Evaluation is performed on the MACE model (interatomic potentials) using a standard joint energy-force loss.

Key Experimental Results

Main Results (MACE training on rMD17)

Tensor Product Method Energy MAE (meV) Force MAE (meV/Å) Training Time/epoch Speedup
CG (Full) 3.2 8.1 120s 1x
GTP (Original) 3.5 8.8 95s 1.26x
Spherical Grid (Ours) 3.5 8.8 84s 1.43x
Spherical Grid (Large Grid) 3.3 8.4 92s 1.30x

Ablation Study (Micro-benchmarks, individual tensor product runtime)
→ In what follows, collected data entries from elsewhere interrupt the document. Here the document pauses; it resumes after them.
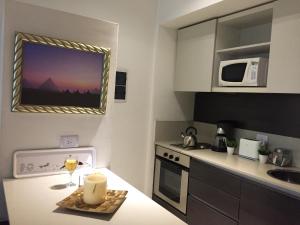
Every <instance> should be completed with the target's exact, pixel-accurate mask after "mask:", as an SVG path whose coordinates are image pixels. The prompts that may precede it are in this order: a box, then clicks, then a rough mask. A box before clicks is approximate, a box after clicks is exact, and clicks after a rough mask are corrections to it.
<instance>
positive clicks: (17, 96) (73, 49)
mask: <svg viewBox="0 0 300 225" xmlns="http://www.w3.org/2000/svg"><path fill="white" fill-rule="evenodd" d="M110 55H111V51H110V49H108V48H103V47H97V46H93V45H89V44H84V43H80V42H74V41H67V40H62V39H56V38H51V37H46V36H40V35H34V34H28V33H22V32H17V33H16V36H15V47H14V63H13V85H12V103H11V110H12V111H13V112H28V113H69V114H97V115H103V114H105V111H106V104H107V92H108V80H109V68H110Z"/></svg>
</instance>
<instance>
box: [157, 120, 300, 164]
mask: <svg viewBox="0 0 300 225" xmlns="http://www.w3.org/2000/svg"><path fill="white" fill-rule="evenodd" d="M190 125H192V126H194V127H196V128H197V130H198V135H197V139H198V141H199V142H206V143H210V144H213V143H214V140H215V135H216V130H217V126H216V125H215V124H212V123H203V122H197V121H194V122H192V121H187V122H184V121H156V128H155V141H156V142H159V141H173V142H181V141H182V139H181V138H180V132H181V131H184V130H185V129H186V128H187V127H188V126H190ZM257 133H259V134H264V135H267V136H268V141H269V144H268V147H269V149H270V150H271V151H273V150H274V149H275V148H278V147H280V148H286V149H289V150H291V151H292V152H293V166H296V167H299V168H300V147H299V146H300V138H293V137H287V136H282V135H276V134H270V133H266V132H258V131H252V130H245V129H239V128H236V129H235V131H234V136H235V138H236V140H237V142H238V143H239V139H240V138H242V137H243V138H250V139H255V138H256V134H257ZM220 154H224V153H220Z"/></svg>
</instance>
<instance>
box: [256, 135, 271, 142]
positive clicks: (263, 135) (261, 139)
mask: <svg viewBox="0 0 300 225" xmlns="http://www.w3.org/2000/svg"><path fill="white" fill-rule="evenodd" d="M256 140H258V141H261V143H263V144H268V141H269V138H268V136H267V135H265V134H256Z"/></svg>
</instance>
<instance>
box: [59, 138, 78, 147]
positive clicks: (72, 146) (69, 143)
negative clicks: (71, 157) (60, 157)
mask: <svg viewBox="0 0 300 225" xmlns="http://www.w3.org/2000/svg"><path fill="white" fill-rule="evenodd" d="M59 146H60V148H76V147H78V146H79V137H78V135H64V136H60V142H59Z"/></svg>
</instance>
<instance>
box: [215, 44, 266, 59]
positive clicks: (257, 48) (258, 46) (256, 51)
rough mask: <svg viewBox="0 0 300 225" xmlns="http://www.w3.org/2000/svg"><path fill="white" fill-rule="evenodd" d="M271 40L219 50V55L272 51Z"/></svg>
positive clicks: (250, 53)
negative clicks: (270, 48) (258, 42)
mask: <svg viewBox="0 0 300 225" xmlns="http://www.w3.org/2000/svg"><path fill="white" fill-rule="evenodd" d="M270 45H271V42H264V43H258V44H252V45H244V46H239V47H234V48H226V49H220V50H217V53H218V54H219V55H231V56H232V55H247V54H255V53H267V52H269V51H270Z"/></svg>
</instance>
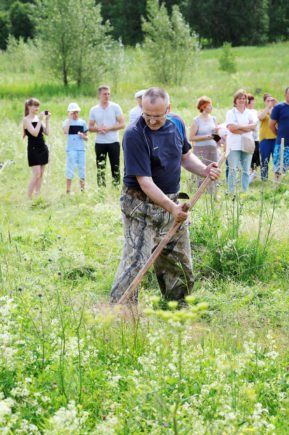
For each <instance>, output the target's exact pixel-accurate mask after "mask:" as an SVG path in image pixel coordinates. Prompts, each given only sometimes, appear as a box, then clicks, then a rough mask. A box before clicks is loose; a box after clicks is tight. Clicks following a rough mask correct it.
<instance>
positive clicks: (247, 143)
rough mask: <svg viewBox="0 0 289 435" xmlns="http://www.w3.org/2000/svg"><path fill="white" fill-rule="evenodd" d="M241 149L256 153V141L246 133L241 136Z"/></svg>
mask: <svg viewBox="0 0 289 435" xmlns="http://www.w3.org/2000/svg"><path fill="white" fill-rule="evenodd" d="M241 151H243V152H244V153H248V154H254V151H255V141H254V140H253V139H252V138H250V137H248V136H245V135H242V136H241Z"/></svg>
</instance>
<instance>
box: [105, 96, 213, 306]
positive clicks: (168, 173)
mask: <svg viewBox="0 0 289 435" xmlns="http://www.w3.org/2000/svg"><path fill="white" fill-rule="evenodd" d="M168 104H169V102H168V94H167V93H166V92H165V91H164V90H163V89H161V88H150V89H148V90H147V91H146V92H145V94H144V95H143V114H142V117H141V118H139V120H138V121H137V122H136V123H134V124H132V125H131V126H129V127H128V128H127V130H126V131H125V134H124V138H123V151H124V178H123V181H124V186H123V189H122V194H121V198H120V202H121V210H122V215H123V225H124V247H123V253H122V258H121V262H120V265H119V268H118V271H117V274H116V277H115V280H114V283H113V287H112V290H111V302H118V301H119V299H120V298H121V296H122V295H123V294H124V292H125V291H126V290H127V288H128V287H129V285H130V284H131V282H132V281H133V279H134V278H135V276H136V275H137V273H138V272H139V271H140V270H141V268H142V267H143V266H144V264H145V263H146V261H147V259H148V258H149V256H150V255H151V253H152V251H153V249H154V248H155V246H157V245H158V243H159V242H160V240H161V239H162V237H163V235H164V234H166V233H167V232H168V230H169V229H170V227H171V226H172V224H173V221H174V220H175V221H177V222H185V220H186V219H187V217H188V214H187V212H186V211H185V210H184V206H183V205H182V204H180V203H178V201H177V198H178V192H179V188H180V177H181V166H183V167H184V168H185V169H186V170H188V171H189V172H193V173H195V174H197V175H200V176H203V177H206V176H207V175H209V176H210V177H211V178H212V179H213V180H215V179H217V178H218V177H219V175H220V171H219V169H218V167H217V164H216V163H212V164H210V165H209V166H205V165H204V164H203V163H202V162H201V161H200V160H199V159H198V158H197V157H196V156H194V154H193V153H191V151H190V148H191V145H190V144H189V142H188V140H187V138H186V136H182V135H181V134H180V131H179V129H178V128H177V126H176V124H175V123H174V122H172V121H171V120H169V119H167V112H168ZM154 269H155V272H156V276H157V279H158V283H159V286H160V289H161V292H162V295H163V297H164V298H165V299H168V300H178V301H179V302H181V301H183V300H184V299H185V297H186V296H187V295H188V294H189V293H190V290H191V288H192V287H193V275H192V259H191V250H190V242H189V234H188V228H187V226H186V225H181V227H180V229H179V230H178V231H177V233H176V234H175V236H174V237H173V238H172V239H171V241H170V242H169V243H168V245H167V246H166V248H165V249H164V250H163V251H162V253H161V255H160V256H159V257H158V258H157V260H156V261H155V263H154ZM136 300H137V293H135V295H134V301H136Z"/></svg>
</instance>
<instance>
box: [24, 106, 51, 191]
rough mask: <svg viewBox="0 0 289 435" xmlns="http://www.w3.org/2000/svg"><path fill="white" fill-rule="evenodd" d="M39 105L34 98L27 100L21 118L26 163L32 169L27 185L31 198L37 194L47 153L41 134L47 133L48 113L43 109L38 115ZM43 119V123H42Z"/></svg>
mask: <svg viewBox="0 0 289 435" xmlns="http://www.w3.org/2000/svg"><path fill="white" fill-rule="evenodd" d="M39 106H40V102H39V100H37V99H36V98H30V99H29V100H27V101H26V102H25V116H24V118H23V137H25V136H27V137H28V147H27V153H28V165H29V166H30V167H31V169H32V177H31V180H30V182H29V185H28V198H29V199H32V196H33V193H34V194H35V195H38V194H39V191H40V187H41V183H42V179H43V174H44V169H45V165H47V163H48V154H49V153H48V147H47V145H46V144H45V141H44V137H43V134H46V135H48V134H49V118H50V113H49V112H48V111H45V112H41V113H40V114H39V115H38V111H39ZM44 119H45V123H43V120H44Z"/></svg>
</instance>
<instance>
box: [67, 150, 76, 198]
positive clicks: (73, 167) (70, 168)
mask: <svg viewBox="0 0 289 435" xmlns="http://www.w3.org/2000/svg"><path fill="white" fill-rule="evenodd" d="M75 160H76V154H75V151H67V152H66V193H70V191H71V184H72V179H73V174H74V166H75Z"/></svg>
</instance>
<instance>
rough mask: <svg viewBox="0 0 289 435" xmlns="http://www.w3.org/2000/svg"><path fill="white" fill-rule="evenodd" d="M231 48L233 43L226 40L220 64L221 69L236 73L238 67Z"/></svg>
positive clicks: (228, 72) (219, 60) (224, 45)
mask: <svg viewBox="0 0 289 435" xmlns="http://www.w3.org/2000/svg"><path fill="white" fill-rule="evenodd" d="M231 48H232V44H230V43H229V42H224V44H223V47H222V54H221V57H220V59H219V65H220V70H221V71H226V72H228V73H235V72H236V71H237V67H236V62H235V58H234V55H233V53H232V50H231Z"/></svg>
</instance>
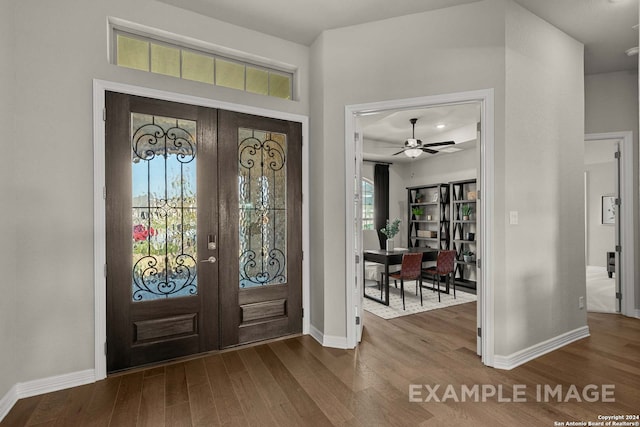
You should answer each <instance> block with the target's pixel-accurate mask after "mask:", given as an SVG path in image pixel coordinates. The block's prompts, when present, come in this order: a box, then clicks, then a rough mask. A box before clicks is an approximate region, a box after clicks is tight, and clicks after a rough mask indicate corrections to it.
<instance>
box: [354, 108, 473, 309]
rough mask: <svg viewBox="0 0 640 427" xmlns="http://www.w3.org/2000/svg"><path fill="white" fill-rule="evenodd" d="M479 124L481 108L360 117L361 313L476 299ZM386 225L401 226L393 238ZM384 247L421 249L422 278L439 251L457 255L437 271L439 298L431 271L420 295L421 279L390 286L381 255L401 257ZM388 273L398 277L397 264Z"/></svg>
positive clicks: (418, 307) (413, 308)
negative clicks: (396, 225)
mask: <svg viewBox="0 0 640 427" xmlns="http://www.w3.org/2000/svg"><path fill="white" fill-rule="evenodd" d="M479 121H480V104H479V103H478V102H475V103H473V102H471V103H462V104H450V105H438V106H430V107H425V108H416V109H400V110H387V111H383V112H380V113H377V114H369V115H366V116H363V117H358V119H357V124H358V127H359V128H360V129H361V132H362V158H363V162H362V164H361V165H360V171H361V175H362V176H361V182H362V193H361V197H360V200H361V205H362V209H361V213H362V231H361V232H362V250H363V258H364V277H363V285H364V286H363V291H364V295H365V300H364V310H366V311H369V312H370V313H373V314H375V315H377V316H378V317H382V318H384V319H391V318H395V317H401V316H405V315H408V314H415V313H420V312H424V311H429V310H433V309H438V308H444V307H449V306H453V305H458V304H463V303H466V302H472V301H475V300H476V296H475V294H476V289H477V266H476V261H475V260H476V256H475V254H476V253H477V240H476V238H475V236H476V235H477V234H478V233H477V224H476V217H477V215H476V204H477V200H476V195H477V178H478V159H479V157H478V145H479V141H478V123H479ZM411 144H414V145H415V146H419V148H415V147H414V146H412V145H411ZM467 211H469V212H467ZM464 214H468V215H464ZM387 220H388V221H390V222H393V221H399V223H398V224H399V226H398V233H397V234H396V235H394V236H392V238H390V239H387V237H388V236H386V235H384V234H383V233H382V232H380V230H381V229H384V228H385V227H386V221H387ZM387 246H389V247H387ZM389 249H392V250H393V251H394V252H402V253H404V252H405V251H426V252H423V263H422V267H423V271H424V272H426V271H429V268H435V267H437V263H436V261H435V259H436V258H437V255H436V254H439V252H438V251H454V252H455V258H454V259H453V261H452V262H450V263H449V268H444V267H443V265H442V264H441V265H440V269H441V271H442V272H444V271H446V272H447V275H448V276H443V278H444V277H447V278H448V279H449V280H445V281H443V283H442V284H441V286H440V287H441V288H442V292H438V293H437V294H436V291H434V289H437V285H438V280H436V278H437V277H435V276H434V275H430V274H428V273H425V274H424V275H423V276H424V277H423V281H422V282H423V283H422V286H423V288H424V289H423V290H424V291H425V292H418V290H419V288H418V284H419V283H418V282H419V280H407V283H406V284H405V283H400V285H398V283H396V282H397V281H395V280H393V281H392V282H393V284H392V285H391V286H388V284H387V280H386V276H385V266H384V265H383V263H382V262H381V261H382V260H383V258H382V257H381V256H382V255H385V256H386V258H388V257H392V258H394V259H397V261H400V257H401V255H402V254H400V253H398V254H397V255H396V256H394V255H392V251H390V250H389ZM380 250H384V251H385V253H384V254H381V253H378V251H380ZM386 258H384V260H385V261H386ZM389 268H390V270H391V271H392V272H396V273H397V272H399V271H400V270H401V265H391V266H389ZM443 268H444V269H443ZM403 288H404V289H403ZM429 290H431V292H429ZM422 293H424V298H423V297H422V296H421V294H422Z"/></svg>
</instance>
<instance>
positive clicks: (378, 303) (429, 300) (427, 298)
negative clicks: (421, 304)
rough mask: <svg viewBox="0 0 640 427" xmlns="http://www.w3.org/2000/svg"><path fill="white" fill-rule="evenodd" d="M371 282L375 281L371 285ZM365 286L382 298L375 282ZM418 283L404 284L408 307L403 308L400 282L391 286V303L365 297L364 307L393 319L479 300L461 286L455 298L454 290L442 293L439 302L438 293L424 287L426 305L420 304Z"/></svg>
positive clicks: (389, 288)
mask: <svg viewBox="0 0 640 427" xmlns="http://www.w3.org/2000/svg"><path fill="white" fill-rule="evenodd" d="M369 283H373V286H370V285H369ZM369 283H367V285H369V286H366V287H365V293H366V294H369V295H372V296H374V297H376V298H380V290H379V289H378V287H377V286H376V285H375V282H369ZM415 292H416V283H415V282H413V281H411V282H407V283H405V286H404V299H405V306H406V309H405V310H403V309H402V294H401V293H400V284H399V283H398V288H397V289H396V288H395V287H394V286H393V284H391V286H390V287H389V302H390V304H389V305H388V306H387V305H384V304H380V303H379V302H376V301H373V300H370V299H368V298H365V299H364V309H365V310H366V311H368V312H369V313H372V314H375V315H376V316H378V317H382V318H383V319H393V318H396V317H401V316H408V315H410V314H416V313H422V312H424V311H429V310H436V309H438V308H444V307H451V306H453V305H458V304H465V303H468V302H473V301H476V300H477V297H476V296H475V295H473V294H470V293H468V292H463V291H461V290H460V288H456V298H453V290H452V291H451V292H452V293H451V295H449V294H445V293H442V292H441V293H440V298H441V300H442V301H441V302H438V293H437V292H433V291H432V290H431V289H424V288H423V289H422V299H423V302H424V305H423V306H421V305H420V294H419V293H418V295H417V296H416V294H415Z"/></svg>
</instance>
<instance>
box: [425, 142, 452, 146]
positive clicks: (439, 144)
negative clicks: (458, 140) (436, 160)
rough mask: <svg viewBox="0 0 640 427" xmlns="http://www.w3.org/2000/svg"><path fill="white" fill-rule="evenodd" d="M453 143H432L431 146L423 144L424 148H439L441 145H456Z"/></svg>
mask: <svg viewBox="0 0 640 427" xmlns="http://www.w3.org/2000/svg"><path fill="white" fill-rule="evenodd" d="M454 144H455V142H453V141H442V142H432V143H430V144H422V146H423V147H438V146H441V145H454Z"/></svg>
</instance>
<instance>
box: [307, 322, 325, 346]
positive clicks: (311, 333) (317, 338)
mask: <svg viewBox="0 0 640 427" xmlns="http://www.w3.org/2000/svg"><path fill="white" fill-rule="evenodd" d="M309 335H311V336H312V337H313V339H315V340H316V341H318V342H319V343H320V345H322V332H320V330H318V328H316V327H315V326H313V325H310V328H309Z"/></svg>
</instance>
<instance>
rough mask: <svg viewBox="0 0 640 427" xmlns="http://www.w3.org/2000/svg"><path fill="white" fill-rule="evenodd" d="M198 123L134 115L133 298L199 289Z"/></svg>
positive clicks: (184, 293)
mask: <svg viewBox="0 0 640 427" xmlns="http://www.w3.org/2000/svg"><path fill="white" fill-rule="evenodd" d="M195 135H196V122H194V121H190V120H179V119H174V118H167V117H159V116H151V115H147V114H139V113H132V114H131V161H132V163H131V165H132V221H133V222H132V224H133V230H132V245H133V271H132V279H133V280H132V282H133V283H132V299H133V301H148V300H154V299H161V298H170V297H183V296H188V295H194V294H197V292H198V285H197V271H196V265H197V263H196V259H197V253H196V209H197V204H196V162H195V157H196V139H195Z"/></svg>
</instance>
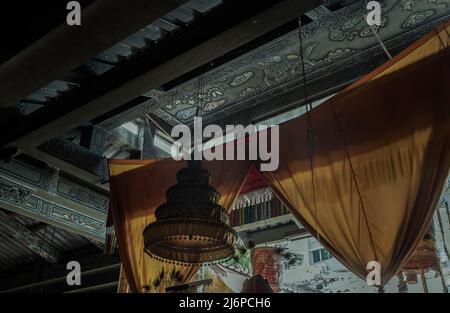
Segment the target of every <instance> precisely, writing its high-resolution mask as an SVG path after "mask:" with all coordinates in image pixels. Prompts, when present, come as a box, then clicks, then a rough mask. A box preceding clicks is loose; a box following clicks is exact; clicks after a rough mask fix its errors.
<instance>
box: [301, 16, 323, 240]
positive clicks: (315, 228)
mask: <svg viewBox="0 0 450 313" xmlns="http://www.w3.org/2000/svg"><path fill="white" fill-rule="evenodd" d="M301 27H302V21H301V18H300V17H299V18H298V38H299V43H300V44H299V47H300V51H299V55H300V61H301V64H302V76H303V99H304V102H305V103H306V142H307V146H308V156H309V166H310V169H311V184H312V193H313V205H314V220H315V224H316V225H315V230H316V238H317V240H318V241H319V243H320V233H319V230H318V227H319V223H318V220H317V202H316V188H315V181H314V133H313V130H312V120H311V114H310V111H311V110H312V108H313V107H312V103H311V102H310V101H309V99H308V92H307V90H306V87H307V84H306V70H305V60H304V54H303V38H302V33H301Z"/></svg>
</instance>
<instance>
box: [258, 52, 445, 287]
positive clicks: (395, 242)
mask: <svg viewBox="0 0 450 313" xmlns="http://www.w3.org/2000/svg"><path fill="white" fill-rule="evenodd" d="M448 52H449V51H448V50H446V51H444V52H441V53H439V54H437V55H434V56H432V57H430V58H427V59H425V60H423V61H421V62H419V63H416V64H413V65H411V66H408V67H406V68H404V69H402V70H400V71H397V72H395V73H392V74H390V75H386V76H384V77H382V78H379V79H377V80H374V81H372V82H371V83H369V84H365V85H362V86H360V87H358V88H355V89H351V90H349V91H347V92H344V93H343V94H341V96H340V97H336V98H332V99H330V100H329V101H328V102H327V103H324V104H322V105H321V106H320V107H318V108H316V109H314V110H312V111H311V113H310V121H311V126H312V127H311V129H312V132H311V134H312V135H311V136H310V137H309V139H308V137H307V136H308V132H307V122H308V118H307V116H303V117H301V118H299V119H296V120H293V121H291V122H288V123H286V124H285V125H282V127H281V128H280V166H279V168H278V169H277V170H276V171H273V172H262V175H263V176H264V177H265V179H266V180H267V182H268V184H269V185H270V186H271V187H272V188H273V189H274V190H275V192H276V193H277V194H278V195H279V196H280V197H281V198H282V199H283V200H284V202H286V204H287V205H288V206H290V208H291V210H292V211H293V213H294V214H295V215H296V216H297V218H298V219H299V220H300V221H301V223H302V224H303V225H304V226H305V227H306V228H307V229H308V230H309V231H310V232H311V233H312V234H313V235H314V236H316V237H317V238H318V239H319V241H320V242H321V243H322V244H323V245H324V246H325V247H327V248H328V249H329V250H330V252H331V253H332V254H333V255H334V256H336V258H338V259H339V260H340V261H341V262H342V263H343V264H344V265H346V266H347V267H348V268H349V269H350V270H352V271H353V272H354V273H355V274H357V275H358V276H360V277H361V278H363V279H365V277H366V266H367V263H368V262H369V261H378V262H380V264H381V267H382V268H381V270H382V273H381V274H382V275H381V276H382V281H381V283H382V285H384V284H385V283H386V282H387V281H388V280H389V279H390V278H391V277H392V276H393V275H395V274H396V273H397V272H398V271H399V270H400V269H401V267H402V265H403V264H404V262H405V261H406V260H407V258H408V257H409V256H410V254H411V253H412V251H413V250H414V248H415V247H416V246H417V244H418V242H419V241H420V239H421V238H422V237H423V235H424V233H425V232H426V230H427V228H428V225H429V223H430V220H431V217H432V213H433V211H434V208H435V206H436V204H437V201H438V197H439V195H440V193H441V189H442V186H443V184H444V181H445V178H446V177H447V174H448V169H449V166H450V150H449V149H450V118H449V110H450V90H449V82H450V60H449V53H448ZM311 145H312V148H308V147H311Z"/></svg>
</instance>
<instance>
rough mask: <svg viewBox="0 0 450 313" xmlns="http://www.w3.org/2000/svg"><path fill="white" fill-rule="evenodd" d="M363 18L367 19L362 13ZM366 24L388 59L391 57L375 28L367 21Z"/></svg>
mask: <svg viewBox="0 0 450 313" xmlns="http://www.w3.org/2000/svg"><path fill="white" fill-rule="evenodd" d="M364 19H365V20H366V21H367V15H364ZM367 25H369V28H370V30H371V31H372V33H373V34H374V36H375V38H376V39H377V40H378V43H379V44H380V46H381V48H382V49H383V50H384V53H386V55H387V57H388V58H389V59H392V55H391V54H390V53H389V51H388V49H387V48H386V46H385V45H384V43H383V41H382V40H381V38H380V36H379V35H378V33H377V30H376V29H375V28H374V27H373V26H372V25H370V24H369V23H367Z"/></svg>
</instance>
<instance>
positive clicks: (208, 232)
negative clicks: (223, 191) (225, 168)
mask: <svg viewBox="0 0 450 313" xmlns="http://www.w3.org/2000/svg"><path fill="white" fill-rule="evenodd" d="M209 178H210V175H209V173H208V171H207V170H206V169H204V168H203V167H202V166H201V161H188V166H187V167H185V168H183V169H181V170H180V171H179V172H178V173H177V184H176V185H174V186H172V187H170V188H169V189H168V190H167V192H166V199H167V202H166V203H164V204H162V205H161V206H159V207H158V208H157V209H156V211H155V216H156V222H154V223H151V224H149V225H147V227H146V228H145V230H144V233H143V235H144V245H145V252H146V253H147V254H149V255H150V256H151V257H154V258H156V259H159V260H161V261H165V262H170V263H175V264H184V265H189V264H202V263H211V262H215V261H220V260H223V259H226V258H228V257H231V256H233V255H234V244H235V242H236V233H235V232H234V230H233V229H232V228H231V227H230V226H229V218H228V213H227V211H226V209H225V208H224V207H222V206H221V205H219V199H220V194H219V192H218V191H217V190H216V189H215V188H214V187H212V186H211V185H209Z"/></svg>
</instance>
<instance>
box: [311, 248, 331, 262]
mask: <svg viewBox="0 0 450 313" xmlns="http://www.w3.org/2000/svg"><path fill="white" fill-rule="evenodd" d="M309 254H310V259H311V263H312V264H315V263H319V262H322V261H325V260H329V259H331V258H332V256H331V254H330V253H329V252H328V251H327V250H325V249H324V248H319V249H316V250H311V251H309Z"/></svg>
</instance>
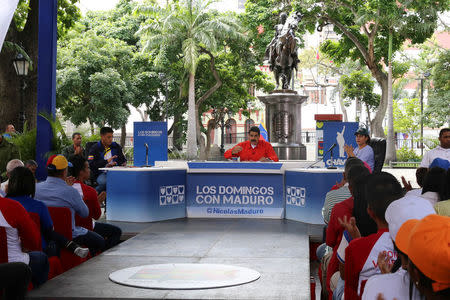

Method \(l_{\max}=2\) (μs) \(l_{\max}=4\) (μs) \(l_{\max}=6\) (μs) Description
CG (e3nn) 15 180 2400 \(O(l^6)\) growth
CG (cuEquivariance) 8 45 320 GPU optimized
GTP (Original) 12 50 150 \(O(l^3)\) theory
Spherical Grid 10 35 95 Lower constant factor

Key Findings

  • Significant Gap Between Theory and Practice: Theoretically, GTP should provide order-of-magnitude speedups over CG, but practical speedups depend heavily on \(l_{\max}\) and implementation details.
  • Expressivity Loss Demands Caution: The restricted expressivity of GTP/spherical grids can lead to degradation in accuracy on certain tasks.
  • Spherical Grid Outperforms GTP: It is conceptually simpler and more computationally efficient, offering a 30% training speedup in MACE.
  • The gap between methods is narrow at low \(l_{\max}\), while speedups become significant at high \(l_{\max}\).

Highlights & Insights

  • The first systematic benchmark of equivariant tensor products, providing practitioners with a clear selection guide.
  • Reveals the illusion of "free speedups"—potential loss of expressivity accompanying the speedup can impact downstream tasks.
  • The simplicity and elegance of the spherical grid approach: achieving the best empirical performance with the simplest formulation.
  • Directly delivers engineering value to the equivariant network community.

Limitations & Future Work

  • The impact of expressivity loss from restricted tensor products varies across tasks, necessitating task-specific evaluations.
  • Optimal sampling schemes for spherical grids are not yet fully understood.
  • End-to-end experiments were conducted solely on the MACE architecture; results might differ in other equivariant network designs.
  • GTP by Luo et al. (2024) is the direct baseline/comparison target.
  • Closely related to equivariant network frameworks such as e3nn, MACE, and NequIP.
  • Insight: The theoretical complexity of an algorithm does not equate to practical performance; empirical benchmarking remains indispensable.

Rating

  • Novelty: ⭐⭐⭐⭐ Spherical grid simplification + systematic analysis provides strong novelty.
  • Experimental Thoroughness: ⭐⭐⭐⭐⭐ Highly comprehensive with micro-benchmarks + end-to-end training.
  • Writing Quality: ⭐⭐⭐⭐⭐ Thorough analysis and rich illustrations.
  • Value: ⭐⭐⭐⭐⭐ Direct guiding significance for the practice of equivariant networks.